What Syria reveals about the new world order
- Published
The Syrian civil war seems intractable, interminable, a torrent resulting from various polluted streams of histories - from the poorly thought-through Iraq invasion to the withered Arab Spring, from 14 centuries of sectarian conflict to the end of the Cold War.
But does it point the way to the future - perhaps not a future we might welcome, but a sign of the way the world is heading?
Syria has become a bear pit - the terrible destructiveness of any civil war (they last on average seven years) compounded by the self-interest of other international actors.
In a recent special edition of The World at One devoted to the conflict, most of the participants expressed a deep gloom about the prospects for an early end to the war - indeed to any end.
I can't remember who said it so I can't credit them for their wise words, but someone recently observed that one of the problems with this civil war is that, even if some of the nations involved actually desire peace, it is not their first priority.
The United States and the rest of the West want the destruction of the so-called Islamic State, and would like President Assad to be replaced by a democratic opposition.
Turkey worries about refugees and a Kurdish state and seems ambivalent towards Sunni movements.
For Iran and Saudi Arabia, it is another front in a struggle to be the main regional superpower - itself refracted through a sectarian conflict being fought in many of the nearby nations, where Sunni and Shia identities have become sharper and harsher.
But it is Russia that is the key and the core.
There's quite a debate about what President Putin wants. Some say a warm-water port, some that he can't lose an ally, others that he wants to defeat a "colour" revolution.
Or that it is about projecting Russian power in the world - and some who agree with that add that such a project is really all about burnishing his image at home.
The Cold War may have ended more than a quarter of a century ago, but the global rebalancing that followed is still happening.
The United States is still the world's foremost superpower but the brief time when it was the unquestioned heir to the end of history has long gone. Some will argue its moral self-confidence was squandered in the sands of Iraq - others that it is a lack of will on the part of the current president.
It's true that President Obama has absolutely no appetite for such confrontation, nor for wading knee-deep into another unwinnable occupation of an Arab country.
But don't hold your breath for a big change after the election.
Hillary Clinton might step up military intervention, while Donald Trump is more difficult to read - friendly towards Russia, against intervention, but pledged to destroy IS. But whatever the campaign rhetoric, I would hazard a guess the next president will only be different on the margins to the current one.
It is fashionable to castigate President Obama for flaccidly allowing Assad off the hook.
It's a point of view many politicians, military people and diplomats share, so we hear it often. But it is at least arguable that President Obama not only understands the mood of the American population, but the limits of what even a determined superpower can actually achieve, having examined the evidence of Afghanistan, Iraq and Libya.
There's no better take on Obama's world view than Jeff Goldberg's masterful discussion, external highlighting in particular his scorn for the "playbook in Washington that presidents are supposed to follow", which dictates a military solution to every crisis.
The president adds in his interview: "What I think is not smart, is the idea that every time there is a problem, we send in our military to impose order.

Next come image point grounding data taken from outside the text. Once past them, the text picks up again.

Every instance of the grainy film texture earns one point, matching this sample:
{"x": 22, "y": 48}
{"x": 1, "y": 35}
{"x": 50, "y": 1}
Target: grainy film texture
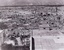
{"x": 32, "y": 27}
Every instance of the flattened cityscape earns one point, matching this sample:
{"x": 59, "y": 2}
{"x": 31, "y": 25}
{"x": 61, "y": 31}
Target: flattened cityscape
{"x": 44, "y": 24}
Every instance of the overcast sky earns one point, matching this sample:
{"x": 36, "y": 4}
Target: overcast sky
{"x": 31, "y": 2}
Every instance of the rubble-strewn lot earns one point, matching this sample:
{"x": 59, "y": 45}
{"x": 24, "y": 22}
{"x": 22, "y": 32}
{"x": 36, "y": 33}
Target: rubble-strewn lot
{"x": 32, "y": 20}
{"x": 33, "y": 17}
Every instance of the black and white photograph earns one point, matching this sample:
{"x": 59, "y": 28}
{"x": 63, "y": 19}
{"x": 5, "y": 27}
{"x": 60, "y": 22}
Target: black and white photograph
{"x": 31, "y": 24}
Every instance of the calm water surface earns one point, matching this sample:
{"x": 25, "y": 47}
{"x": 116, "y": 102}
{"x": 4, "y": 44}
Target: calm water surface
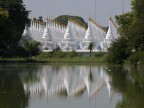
{"x": 70, "y": 86}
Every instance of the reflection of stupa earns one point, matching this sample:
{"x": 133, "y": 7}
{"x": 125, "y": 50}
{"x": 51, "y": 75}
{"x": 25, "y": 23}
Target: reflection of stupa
{"x": 54, "y": 35}
{"x": 71, "y": 81}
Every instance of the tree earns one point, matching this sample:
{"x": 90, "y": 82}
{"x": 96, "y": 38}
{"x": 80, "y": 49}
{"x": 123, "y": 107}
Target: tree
{"x": 131, "y": 26}
{"x": 11, "y": 24}
{"x": 90, "y": 47}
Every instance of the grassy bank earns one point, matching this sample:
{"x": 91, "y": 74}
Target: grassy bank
{"x": 59, "y": 58}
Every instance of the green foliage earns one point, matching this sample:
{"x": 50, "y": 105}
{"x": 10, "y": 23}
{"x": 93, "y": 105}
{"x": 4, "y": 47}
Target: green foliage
{"x": 131, "y": 29}
{"x": 13, "y": 17}
{"x": 64, "y": 20}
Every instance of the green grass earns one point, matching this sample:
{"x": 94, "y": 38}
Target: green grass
{"x": 70, "y": 58}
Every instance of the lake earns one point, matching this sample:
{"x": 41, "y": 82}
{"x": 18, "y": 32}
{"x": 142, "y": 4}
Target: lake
{"x": 70, "y": 86}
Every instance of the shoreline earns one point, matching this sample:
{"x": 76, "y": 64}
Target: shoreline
{"x": 56, "y": 60}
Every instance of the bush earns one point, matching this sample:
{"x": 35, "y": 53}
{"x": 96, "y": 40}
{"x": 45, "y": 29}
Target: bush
{"x": 99, "y": 54}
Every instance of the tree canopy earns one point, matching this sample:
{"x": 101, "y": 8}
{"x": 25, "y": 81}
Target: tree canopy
{"x": 131, "y": 26}
{"x": 13, "y": 17}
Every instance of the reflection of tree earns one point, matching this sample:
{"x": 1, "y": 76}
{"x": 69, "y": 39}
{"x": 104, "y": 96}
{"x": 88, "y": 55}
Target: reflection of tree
{"x": 11, "y": 91}
{"x": 131, "y": 84}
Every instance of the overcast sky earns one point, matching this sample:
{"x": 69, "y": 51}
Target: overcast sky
{"x": 83, "y": 8}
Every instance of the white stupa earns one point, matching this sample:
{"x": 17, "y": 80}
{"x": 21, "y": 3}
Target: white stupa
{"x": 110, "y": 36}
{"x": 48, "y": 42}
{"x": 26, "y": 32}
{"x": 47, "y": 34}
{"x": 89, "y": 36}
{"x": 68, "y": 36}
{"x": 68, "y": 42}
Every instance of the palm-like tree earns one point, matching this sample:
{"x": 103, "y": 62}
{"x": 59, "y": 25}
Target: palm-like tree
{"x": 90, "y": 47}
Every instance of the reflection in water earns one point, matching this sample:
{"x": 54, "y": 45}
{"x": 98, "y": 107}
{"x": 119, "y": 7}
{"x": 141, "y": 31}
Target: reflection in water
{"x": 69, "y": 81}
{"x": 34, "y": 85}
{"x": 130, "y": 83}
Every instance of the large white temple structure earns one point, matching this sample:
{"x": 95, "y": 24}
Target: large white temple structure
{"x": 72, "y": 37}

We just can't do that."
But this leaves the "liberal interventionism" which followed Rwanda and Bosnia in abeyance.
This is not just about will. It is about a changing world, a rebalanced world, where East versus West is not the only game in town.
Syria is a sign of not just a world where the US has lost its appetite and its confidence to play sheriff to the world, but one that is increasingly multipolar.
The Philippines' recent hesitation about patrolling the South China Seas alongside the US navy indicates that it wants a good relationship with the growing superpower on its doorstep.
While China may project more regional power in nearby waters than it used to, it is still averse to projecting military power to interfere with other nations' internal affairs. It does not burn with a universalist's desire to right wrongs.
Russia only occasionally attempts the same moral pretensions that always seem to go with US military action and is rarely believed when it does. But it is every bit as assertive as the US once was.
Perhaps creating disorder is easier than imposing order. Probing along the borders of Nato and the European Union, occupying the Crimea, preventing the westernisation of the "near abroad", Syria is simply the latest manifestation of Putin's projection of military power.
Beyond the actual cost of the operation, he has few fears.
We talk glibly of the "global community" but it is hard to see what it means.
The UN becomes a cockpit for angry accusations, and forlorn hopes, rather than resolution. Not quite in the league of the League of Nations, but certainly where heads butt, rather than get banged together.
On the Security Council, China and the United States have most of the guns and much of the financial clout.
But it is Russia - dreaming of the power and the glory of the Soviet Union era - which is determined to recreate some simulation of that empire's reach and influence, provocative and short-term, with no clear strategic aims. (The UK and France may still fitfully dream of past imperial grandeur, but merely provide a bit more muscle to America's lost causes.)
No-one I have spoken to can explain to me why Russia will not get its way in Syria and, by extension, how President Assad could be removed from power, unless President Putin wills it.
This may not be a desirable state of affairs but, unless I am missing something profound, it is the state of the world in which we live.